Так как ее физические страдания усиливались, то мы с матерью, правда с большим трудом, но все же добились ее согласия на необходимую для нее хирургическую операцию, сопряженную со многими неделями абсолютной неподвижности в постели и заботливого ухода. У бедной больной и без того нервы были чрезвычайно напряжены. Долгие приготовления истомили ее и довели до такого отчаяния, что она несколько раз пыталась сброситься с постели, сопротивлялась, не давая себя подвергнуть этой грубой пытке, которая ее оскорбляла, унижала, позорила…

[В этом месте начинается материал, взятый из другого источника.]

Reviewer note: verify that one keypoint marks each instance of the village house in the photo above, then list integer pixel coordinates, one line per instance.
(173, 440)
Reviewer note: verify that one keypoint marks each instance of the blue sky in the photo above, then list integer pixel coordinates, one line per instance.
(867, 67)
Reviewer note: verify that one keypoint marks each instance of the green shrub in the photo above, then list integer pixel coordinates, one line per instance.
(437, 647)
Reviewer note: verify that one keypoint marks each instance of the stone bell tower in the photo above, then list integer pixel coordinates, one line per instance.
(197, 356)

– Скажи, – как-то спросила она меня с горечью, – когда ты думаешь об этом, я не становлюсь тебе противной? Ах, какая гадость!

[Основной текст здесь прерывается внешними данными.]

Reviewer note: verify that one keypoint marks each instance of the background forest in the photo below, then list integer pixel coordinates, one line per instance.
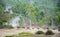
(41, 12)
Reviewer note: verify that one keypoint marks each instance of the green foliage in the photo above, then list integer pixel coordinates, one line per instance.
(58, 28)
(25, 34)
(9, 36)
(39, 32)
(49, 32)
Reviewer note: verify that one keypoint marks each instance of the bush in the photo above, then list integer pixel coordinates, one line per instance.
(49, 32)
(25, 34)
(39, 32)
(9, 36)
(59, 28)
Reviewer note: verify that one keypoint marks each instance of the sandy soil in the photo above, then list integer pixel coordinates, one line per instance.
(4, 32)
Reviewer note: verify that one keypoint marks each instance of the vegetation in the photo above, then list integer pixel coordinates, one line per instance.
(23, 34)
(39, 32)
(49, 32)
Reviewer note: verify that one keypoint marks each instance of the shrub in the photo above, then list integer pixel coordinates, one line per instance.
(39, 32)
(59, 28)
(25, 34)
(9, 36)
(49, 32)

И лицо ее исказилось гримасой отвращения к самой себе; она нахмурилась и замолчала.
На другой день, когда я входил в ее комнату, она заметила, что меня передернуло от запаха лекарств. И вне себя она закричала, побелев, как ее рубашка:
– Уходи, уходи, Туллио! Прошу тебя. Уезжай! Вернешься, когда я выздоровею. Если ты останешься здесь, то возненавидишь меня. Я теперь так противна, так противна… Не смотри на меня.
Рыдания душили ее. Потом, в тот же самый день, несколько часов спустя, когда я молча стоял возле нее, думая, что она уснула, я услышал зловещие слова, которые она произнесла со странным выражением, словно во сне:
– Ах, если бы я в самом деле сделала это! Это была хорошая мысль!..
– Что ты говоришь, Джулиана?
Она не отвечала.
– О чем ты думаешь, Джулиана?
Она ответила только движением губ, которые должны были изобразить улыбку, но не могли изобразить ее.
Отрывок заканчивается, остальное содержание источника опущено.